— Но всё это меня нисколько не оправдывает, — продолжал Арнольд Четвёртый, — ибо эти слова — моя карма и моё проклятие. Ибо отсюда произрастают все мои поступки. Потому что я не мог с этим смириться. Я не мог смириться с тем, что ты был лучше меня во всём, Дитрих. Уже в таком юном возрасте ты продвигал такие идеи, от которых в будущем выигрывали абсолютно все. Дороги, от которых выиграли и простые люди, и купеческие караваны, и вся страна, престиж которой неимоверно вырос благодаря тому, что путешествовать по ней стало приятно и удобно. Закон об ограничении распространения алкоголя, который ты со слишком большим усердием вытащил, регулярно поднимали и я, и Освальд, когда требовалось добавить себе в народе репутации. Забота о детях, кстати, отлично поднимает репутацию, помни об этом, если тебе доведётся когда-нибудь стоять у власти. Но меня всё это бесило. Я не мог смириться с этим, не мог простить тебе того, что ты лучше меня во всём, и что меня, который правил страной больше двадцати лет и который положил столько сил ради хороших отношений с соседними государствами, могут так быстро и просто сменить. Я не смог смириться… и был жестоко за это наказан. Это был самый страшный день в моей жизни, сынок. Когда я прилетел к драконам и увидел уже тебя нынешнего. Когда я понял, что у меня больше нет сына… И что всё это я сотворил собственными руками.

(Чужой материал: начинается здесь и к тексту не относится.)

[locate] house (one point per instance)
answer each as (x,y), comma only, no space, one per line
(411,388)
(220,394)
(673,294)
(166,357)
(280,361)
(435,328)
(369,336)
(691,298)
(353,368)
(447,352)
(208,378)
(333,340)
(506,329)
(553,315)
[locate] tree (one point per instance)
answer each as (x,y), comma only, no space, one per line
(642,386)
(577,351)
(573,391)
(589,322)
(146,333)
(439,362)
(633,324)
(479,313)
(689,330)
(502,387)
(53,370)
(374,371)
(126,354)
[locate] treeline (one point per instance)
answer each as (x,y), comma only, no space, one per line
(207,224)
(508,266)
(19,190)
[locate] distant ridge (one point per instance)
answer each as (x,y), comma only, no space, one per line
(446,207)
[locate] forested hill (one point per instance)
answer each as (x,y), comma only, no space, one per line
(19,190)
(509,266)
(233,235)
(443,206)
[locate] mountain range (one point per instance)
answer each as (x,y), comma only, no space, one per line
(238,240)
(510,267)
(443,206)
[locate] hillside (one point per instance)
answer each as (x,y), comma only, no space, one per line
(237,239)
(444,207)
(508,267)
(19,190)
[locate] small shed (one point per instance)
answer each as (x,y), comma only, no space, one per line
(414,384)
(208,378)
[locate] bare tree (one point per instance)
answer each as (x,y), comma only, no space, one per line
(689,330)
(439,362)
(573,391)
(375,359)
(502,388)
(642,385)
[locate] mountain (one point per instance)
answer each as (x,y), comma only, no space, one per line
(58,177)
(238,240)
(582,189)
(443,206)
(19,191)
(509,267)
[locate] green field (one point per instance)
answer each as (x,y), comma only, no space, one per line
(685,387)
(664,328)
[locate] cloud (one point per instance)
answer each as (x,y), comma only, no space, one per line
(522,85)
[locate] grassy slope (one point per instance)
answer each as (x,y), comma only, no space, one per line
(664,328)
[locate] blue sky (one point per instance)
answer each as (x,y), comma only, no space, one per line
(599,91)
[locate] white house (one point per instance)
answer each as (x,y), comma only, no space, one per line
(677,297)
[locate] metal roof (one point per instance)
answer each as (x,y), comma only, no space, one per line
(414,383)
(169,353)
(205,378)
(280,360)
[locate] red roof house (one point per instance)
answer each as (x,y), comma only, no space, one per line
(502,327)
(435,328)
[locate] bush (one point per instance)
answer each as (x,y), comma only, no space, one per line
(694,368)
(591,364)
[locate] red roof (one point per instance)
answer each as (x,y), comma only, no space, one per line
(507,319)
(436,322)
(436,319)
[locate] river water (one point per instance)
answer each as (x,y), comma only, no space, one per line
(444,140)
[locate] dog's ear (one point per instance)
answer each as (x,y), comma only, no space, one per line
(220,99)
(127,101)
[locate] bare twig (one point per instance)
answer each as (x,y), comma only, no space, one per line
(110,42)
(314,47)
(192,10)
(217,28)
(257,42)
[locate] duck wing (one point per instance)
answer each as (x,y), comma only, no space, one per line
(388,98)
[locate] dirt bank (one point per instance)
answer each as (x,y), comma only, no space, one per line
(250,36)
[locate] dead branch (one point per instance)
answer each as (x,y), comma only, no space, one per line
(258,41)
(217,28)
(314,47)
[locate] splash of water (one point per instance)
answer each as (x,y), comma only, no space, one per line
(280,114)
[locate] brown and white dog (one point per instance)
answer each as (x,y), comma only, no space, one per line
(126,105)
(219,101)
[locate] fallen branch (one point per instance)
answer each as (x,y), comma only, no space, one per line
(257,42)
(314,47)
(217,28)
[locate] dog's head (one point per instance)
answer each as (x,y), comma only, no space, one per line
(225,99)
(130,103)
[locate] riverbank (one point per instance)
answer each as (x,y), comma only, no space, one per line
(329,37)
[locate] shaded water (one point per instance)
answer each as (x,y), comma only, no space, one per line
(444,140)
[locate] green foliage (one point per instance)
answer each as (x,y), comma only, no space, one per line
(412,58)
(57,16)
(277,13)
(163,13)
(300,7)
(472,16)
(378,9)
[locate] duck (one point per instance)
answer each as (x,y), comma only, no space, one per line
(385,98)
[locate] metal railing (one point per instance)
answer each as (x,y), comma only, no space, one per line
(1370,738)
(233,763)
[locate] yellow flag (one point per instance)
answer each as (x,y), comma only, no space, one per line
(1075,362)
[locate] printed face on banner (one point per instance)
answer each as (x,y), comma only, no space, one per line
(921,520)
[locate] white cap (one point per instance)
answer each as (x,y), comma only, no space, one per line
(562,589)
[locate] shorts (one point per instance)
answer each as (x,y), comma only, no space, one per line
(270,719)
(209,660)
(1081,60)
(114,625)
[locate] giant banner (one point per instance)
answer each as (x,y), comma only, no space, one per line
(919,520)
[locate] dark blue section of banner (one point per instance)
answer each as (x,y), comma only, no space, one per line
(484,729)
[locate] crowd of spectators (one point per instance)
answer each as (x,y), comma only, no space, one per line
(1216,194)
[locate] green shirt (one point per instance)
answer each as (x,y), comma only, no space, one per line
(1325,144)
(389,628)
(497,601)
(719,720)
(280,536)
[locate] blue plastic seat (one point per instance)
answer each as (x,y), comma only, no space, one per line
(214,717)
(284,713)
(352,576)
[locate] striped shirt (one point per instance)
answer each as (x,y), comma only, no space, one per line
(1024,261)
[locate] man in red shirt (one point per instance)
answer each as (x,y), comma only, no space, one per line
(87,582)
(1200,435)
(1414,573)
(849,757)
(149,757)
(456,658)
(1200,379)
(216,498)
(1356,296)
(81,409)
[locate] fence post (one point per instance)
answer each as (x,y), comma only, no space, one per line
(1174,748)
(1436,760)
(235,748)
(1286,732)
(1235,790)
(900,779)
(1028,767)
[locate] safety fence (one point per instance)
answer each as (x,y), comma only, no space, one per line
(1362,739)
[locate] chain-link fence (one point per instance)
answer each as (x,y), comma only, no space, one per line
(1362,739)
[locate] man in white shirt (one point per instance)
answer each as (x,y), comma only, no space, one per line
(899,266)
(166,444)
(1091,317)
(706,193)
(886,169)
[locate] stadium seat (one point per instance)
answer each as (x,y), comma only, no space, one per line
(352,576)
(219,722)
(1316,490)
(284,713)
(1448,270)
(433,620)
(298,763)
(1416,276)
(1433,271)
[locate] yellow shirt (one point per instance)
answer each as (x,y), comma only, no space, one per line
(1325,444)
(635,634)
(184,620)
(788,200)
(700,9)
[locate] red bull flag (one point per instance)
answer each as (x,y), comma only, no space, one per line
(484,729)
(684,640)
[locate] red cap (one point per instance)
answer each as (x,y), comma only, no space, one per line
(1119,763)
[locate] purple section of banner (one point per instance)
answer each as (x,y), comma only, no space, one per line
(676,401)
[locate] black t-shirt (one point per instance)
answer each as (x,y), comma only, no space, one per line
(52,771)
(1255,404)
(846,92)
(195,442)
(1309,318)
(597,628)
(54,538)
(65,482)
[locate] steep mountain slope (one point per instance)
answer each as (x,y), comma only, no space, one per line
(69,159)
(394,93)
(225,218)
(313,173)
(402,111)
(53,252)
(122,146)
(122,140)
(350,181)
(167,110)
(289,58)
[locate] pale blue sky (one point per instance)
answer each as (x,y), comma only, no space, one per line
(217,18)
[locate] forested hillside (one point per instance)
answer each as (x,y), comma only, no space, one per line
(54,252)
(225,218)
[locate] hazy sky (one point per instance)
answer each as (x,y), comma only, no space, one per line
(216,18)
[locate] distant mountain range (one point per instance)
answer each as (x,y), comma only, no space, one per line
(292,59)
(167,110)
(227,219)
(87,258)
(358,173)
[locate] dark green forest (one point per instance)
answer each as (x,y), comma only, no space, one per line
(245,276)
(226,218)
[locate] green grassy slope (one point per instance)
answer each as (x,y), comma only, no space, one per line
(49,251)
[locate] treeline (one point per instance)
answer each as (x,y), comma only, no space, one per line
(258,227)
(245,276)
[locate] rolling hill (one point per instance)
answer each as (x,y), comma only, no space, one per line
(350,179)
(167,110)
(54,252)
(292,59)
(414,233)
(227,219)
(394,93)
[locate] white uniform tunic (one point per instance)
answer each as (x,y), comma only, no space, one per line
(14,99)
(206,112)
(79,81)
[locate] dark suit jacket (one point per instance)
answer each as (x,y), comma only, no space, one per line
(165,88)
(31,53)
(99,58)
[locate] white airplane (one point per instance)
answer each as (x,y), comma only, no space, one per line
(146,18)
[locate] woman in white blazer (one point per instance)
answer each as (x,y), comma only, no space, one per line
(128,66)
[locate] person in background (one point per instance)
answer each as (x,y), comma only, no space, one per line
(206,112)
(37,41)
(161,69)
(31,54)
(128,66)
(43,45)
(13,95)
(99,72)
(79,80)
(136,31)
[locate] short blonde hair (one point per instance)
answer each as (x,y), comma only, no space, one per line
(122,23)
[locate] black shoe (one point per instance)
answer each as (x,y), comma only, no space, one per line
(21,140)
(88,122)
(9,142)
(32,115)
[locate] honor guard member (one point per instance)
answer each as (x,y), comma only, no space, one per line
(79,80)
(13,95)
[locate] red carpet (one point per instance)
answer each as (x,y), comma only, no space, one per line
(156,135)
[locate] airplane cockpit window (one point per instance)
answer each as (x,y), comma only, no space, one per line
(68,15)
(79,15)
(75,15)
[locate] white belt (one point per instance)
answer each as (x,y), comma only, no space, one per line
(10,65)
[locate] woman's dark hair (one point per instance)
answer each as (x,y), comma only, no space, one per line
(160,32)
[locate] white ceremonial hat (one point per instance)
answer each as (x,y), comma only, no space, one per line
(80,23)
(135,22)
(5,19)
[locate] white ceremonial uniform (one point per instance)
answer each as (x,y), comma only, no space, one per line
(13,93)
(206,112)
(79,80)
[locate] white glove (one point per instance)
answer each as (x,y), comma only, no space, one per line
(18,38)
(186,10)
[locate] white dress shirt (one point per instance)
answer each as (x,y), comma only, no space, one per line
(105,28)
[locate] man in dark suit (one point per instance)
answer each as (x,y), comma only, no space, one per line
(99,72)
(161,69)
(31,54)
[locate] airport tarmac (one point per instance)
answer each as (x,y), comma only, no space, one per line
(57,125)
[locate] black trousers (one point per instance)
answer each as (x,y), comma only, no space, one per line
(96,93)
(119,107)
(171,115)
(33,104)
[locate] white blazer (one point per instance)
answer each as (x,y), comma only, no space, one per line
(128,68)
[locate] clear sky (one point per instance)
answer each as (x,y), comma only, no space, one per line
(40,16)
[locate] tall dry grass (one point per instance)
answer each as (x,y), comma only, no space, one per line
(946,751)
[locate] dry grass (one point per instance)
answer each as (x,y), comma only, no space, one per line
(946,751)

Дитрих внимательно слушал Арнольда — и параллельно с этим в нём продолжали просыпаться воспоминания. Как он впервые познакомился со своей, как потом окажется, будущей семьёй. Как Меридия не сдержалась и покалечила его, выставив себя на всеобщее посмешище перед драконами. Как они впервые сумели сблизиться, и как легки и безмятежны были эти две самые счастливые недели в его жизни. Как они снова столкнулись с людьми Уталака, который не желал так просто расставаться с надеждой заполучить принца, и на что пошёл Мизраел, чтобы добыть против него доказательства. Как он узнал о том, что Меридию за проявленную расхлябанность выгнали из замка, и как он сам, не выдержав такого давления, сбегает с Лазурного острова. И именно этот момент настолько ярко высветился в пробуждающейся памяти, что принц даже сначала растерялся, почему. А потом понял. Потому что именно тогда он подумал об отце с искренней любовью в последний раз. «Прости, отец. Я тебя подвёл…»
— Я не смею просить у тебя прощения, сынок, — совсем тихо повторил дух Арнольда, приблизившись к Дитриху, — такое нельзя простить. Я не прошу от тебя понимания — ибо сейчас, познав многие вещи по Ту Сторону, я осознаю, каким был тщеславным глупцом. Я прошу всего лишь каплю милосердия, сынок — и даже это несоразмерно много по сравнению с тем, чего я на самом деле заслуживаю. Потому что не ты меня подвёл, Дитрих.